Additionally, a Biden administration will likely lean more towards France’s interests (and thus the Franco Alliance) than President Trump; while also not overemphasizing weakening Iran’s Tehran Faction at any cost, as Trump’s inner circle did. The implications would be that the US could join France in stopping Turkey from destabilizing Egypt via the Muslim Brotherhood (perhaps by listing them as a Foreign Terrorist Organization), support France’s actions to eliminate Boko Haram in Africa (who Turkey could use as a proxy force), and morally stand with French President Emmanuel Macron against Erdogan’s attempts to weaponize the issue of Charlie Hebdo cartoons.
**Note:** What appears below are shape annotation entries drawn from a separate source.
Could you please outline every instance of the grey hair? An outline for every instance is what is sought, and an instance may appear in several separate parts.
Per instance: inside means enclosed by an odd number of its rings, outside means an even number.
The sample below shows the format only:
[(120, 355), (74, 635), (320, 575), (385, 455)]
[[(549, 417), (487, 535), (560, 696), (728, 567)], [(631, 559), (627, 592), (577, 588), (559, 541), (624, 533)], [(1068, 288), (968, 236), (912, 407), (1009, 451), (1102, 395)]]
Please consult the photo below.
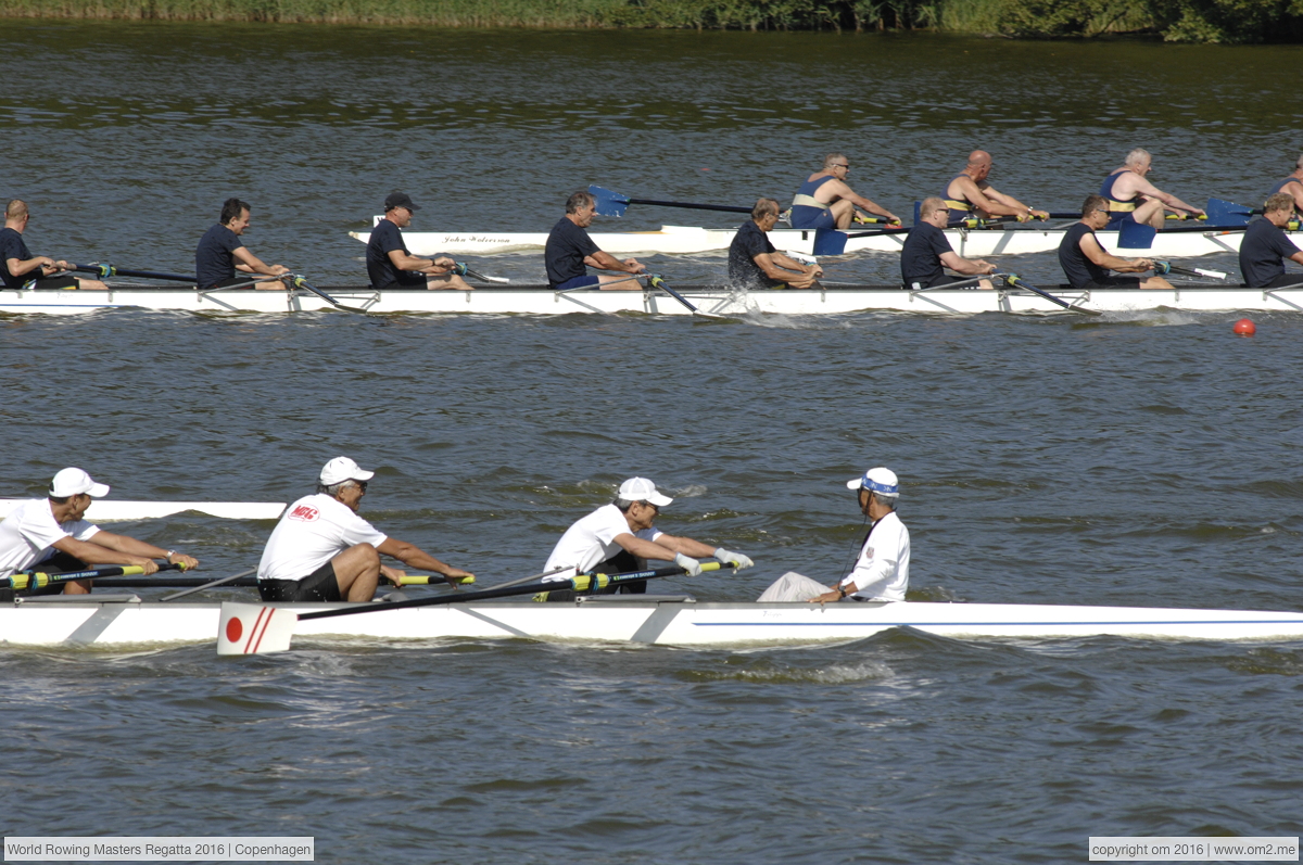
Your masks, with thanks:
[(1127, 154), (1127, 160), (1122, 163), (1123, 165), (1139, 165), (1144, 160), (1152, 160), (1153, 155), (1144, 147), (1136, 147), (1130, 154)]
Other ways the US under Biden could support the Franco Alliance would be upholding international maritime law by rejecting Turkey’s absurd “Blue Homeland” doctrine, forcing Turkey to stop shipping Syrian mercenaries with cargo ships of weapons to Libya, and supporting the European Court of Human Rights ruling that the Kurdish politician Selahattin Demirtas should be released from Turkish prison.

Unfortunately, regardless of what happens, it is almost guaranteed that the swirl of conflict will continue and likely even increase throughout the Middle East and Eastern Mediterranean. Which is the real tragedy, as the birthplace of civilization with millennia of rich cultural history and contributions to humanity deserves so much better than being a chessboard for geopolitical war games, a profitable testing site for the world’s arms dealers, and a playground for maniacal tyrants who order more wars while safe in their mansions.